If vector_confidence > 0.80, skip OCR even on hybrid pages for vector regions. Invoke OCR only for regions where vector extraction failed or produced low-confidence output. For assisted_ocr pages (character_validity_rate ∈ [0.70, 0.85)), pass partial vector output as bounding-box hints to the OCR engine to reduce search space.
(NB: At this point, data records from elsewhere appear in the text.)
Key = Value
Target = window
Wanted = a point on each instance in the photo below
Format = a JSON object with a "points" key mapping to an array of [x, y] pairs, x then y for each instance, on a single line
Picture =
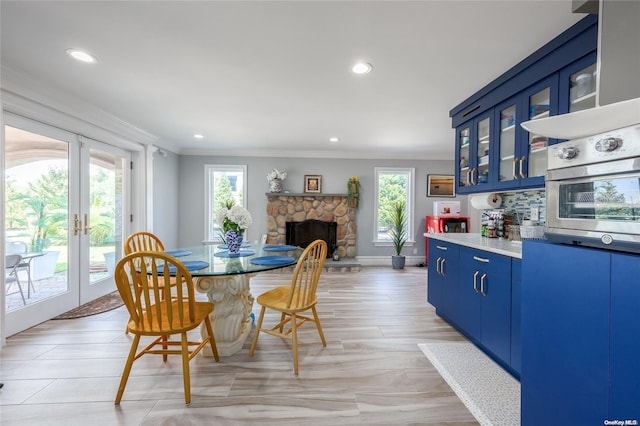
{"points": [[223, 182], [392, 185]]}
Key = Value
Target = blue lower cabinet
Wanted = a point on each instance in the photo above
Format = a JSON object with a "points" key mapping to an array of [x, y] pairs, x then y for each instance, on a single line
{"points": [[516, 303], [625, 338], [442, 276], [485, 300], [565, 335]]}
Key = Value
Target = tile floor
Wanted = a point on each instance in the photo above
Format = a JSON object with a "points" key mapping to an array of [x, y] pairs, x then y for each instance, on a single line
{"points": [[66, 372]]}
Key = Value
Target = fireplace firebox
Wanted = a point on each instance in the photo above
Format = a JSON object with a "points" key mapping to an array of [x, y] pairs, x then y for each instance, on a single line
{"points": [[303, 233]]}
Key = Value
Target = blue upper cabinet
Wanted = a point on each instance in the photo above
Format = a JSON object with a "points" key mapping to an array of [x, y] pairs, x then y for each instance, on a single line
{"points": [[493, 152]]}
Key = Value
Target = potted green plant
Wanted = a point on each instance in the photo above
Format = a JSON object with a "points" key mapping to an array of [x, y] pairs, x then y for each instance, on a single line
{"points": [[398, 233]]}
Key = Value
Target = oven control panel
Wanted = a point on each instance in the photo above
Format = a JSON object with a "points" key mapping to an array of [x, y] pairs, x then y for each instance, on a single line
{"points": [[610, 146]]}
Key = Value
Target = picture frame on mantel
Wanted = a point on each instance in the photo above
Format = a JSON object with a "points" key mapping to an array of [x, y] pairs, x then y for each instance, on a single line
{"points": [[440, 186], [312, 184]]}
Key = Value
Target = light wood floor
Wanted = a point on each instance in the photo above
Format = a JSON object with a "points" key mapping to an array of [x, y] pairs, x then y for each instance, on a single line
{"points": [[66, 372]]}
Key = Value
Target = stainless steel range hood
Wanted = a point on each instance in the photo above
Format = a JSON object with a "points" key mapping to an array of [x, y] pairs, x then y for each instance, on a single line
{"points": [[618, 81], [587, 122]]}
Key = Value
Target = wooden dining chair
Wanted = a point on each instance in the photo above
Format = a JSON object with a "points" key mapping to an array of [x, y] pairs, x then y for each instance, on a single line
{"points": [[294, 300], [137, 276], [147, 241], [142, 241]]}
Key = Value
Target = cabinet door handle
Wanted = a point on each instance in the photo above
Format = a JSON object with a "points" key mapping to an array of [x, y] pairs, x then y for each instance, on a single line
{"points": [[482, 289]]}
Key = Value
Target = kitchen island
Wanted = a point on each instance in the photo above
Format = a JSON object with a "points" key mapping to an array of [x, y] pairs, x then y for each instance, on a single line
{"points": [[474, 283]]}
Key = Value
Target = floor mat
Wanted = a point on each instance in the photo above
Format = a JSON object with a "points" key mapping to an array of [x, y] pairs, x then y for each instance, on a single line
{"points": [[102, 304], [491, 394]]}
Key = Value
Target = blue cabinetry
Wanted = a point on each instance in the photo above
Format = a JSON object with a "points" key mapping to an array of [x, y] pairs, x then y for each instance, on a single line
{"points": [[516, 315], [625, 338], [485, 280], [442, 276], [580, 333], [493, 152]]}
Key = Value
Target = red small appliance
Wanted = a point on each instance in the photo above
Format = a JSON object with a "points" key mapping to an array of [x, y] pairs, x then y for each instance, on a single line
{"points": [[442, 225]]}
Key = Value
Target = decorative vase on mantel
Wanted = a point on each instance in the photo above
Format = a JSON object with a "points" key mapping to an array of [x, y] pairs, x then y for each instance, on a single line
{"points": [[234, 241], [275, 185]]}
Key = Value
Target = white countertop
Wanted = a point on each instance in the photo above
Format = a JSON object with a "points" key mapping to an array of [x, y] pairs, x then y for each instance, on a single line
{"points": [[492, 245]]}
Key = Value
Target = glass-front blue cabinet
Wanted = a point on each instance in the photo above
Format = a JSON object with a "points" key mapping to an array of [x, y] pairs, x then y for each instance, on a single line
{"points": [[493, 151]]}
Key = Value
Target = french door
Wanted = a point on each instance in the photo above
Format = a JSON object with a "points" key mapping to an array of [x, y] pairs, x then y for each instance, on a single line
{"points": [[66, 201]]}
The ocr_threshold configuration parameter sets the minimum character_validity_rate below which OCR is attempted. Default is 0.85; archival document pipelines with predictably broken encodings should lower it to 0.60 or below.

[extraction]
ocr_threshold = 0.85

10. Output Metadata

The classifier emits structured metadata for every page, available in the extraction output regardless of which pipeline ran:

pub struct PageClassificationMeta {
    pub extraction_method: ExtractionMethod,  // vector | ocr | hybrid | assisted_ocr
    pub vector_confidence: f32,
    pub ocr_confidence: f32,
    pub classification_signals: Vec<ClassificationSignal>,
    pub image_coverage_fraction: f32,
    pub text_operator_count: u32,
    pub character_validity_rate: f32,
    pub region_routes: Option<Vec<RegionRoute>>,  // populated for hybrid pages
}

pub enum ClassificationSignal {
    NoTextOperators,
    InvisibleTextOnly,
    HighImageCoverage,
    LowDensityRatio { density_ratio: f32 },
    LowCharacterValidity { rate: f32 },
    ImplausibleGlyphBboxes { fraction: f32 },
    AdjacentGlyphOverlap { fraction: f32 },
    FullPageBackgroundImage,
    OcrLayerDetected,
}

classification_signals is an ordered array of the signals that fired, enabling callers to audit classification decisions, build quality dashboards, and tune the ocr_threshold based on observed validity rates across their document corpus.


Implementation Notes

The classifier runs as a single-pass content stream parse. Image XObject AABBs are computed during the same parse as text operator collection, sharing the CTM stack. No font decoding is required for fast pre-checks or image coverage stages; font probes for character validity are lazy and terminate early once sufficient evidence accumulates. The region routing map for hybrid pages is computed in a second pass over the accumulated evidence, keeping the first pass allocation-free beyond the glyph accumulator buffer.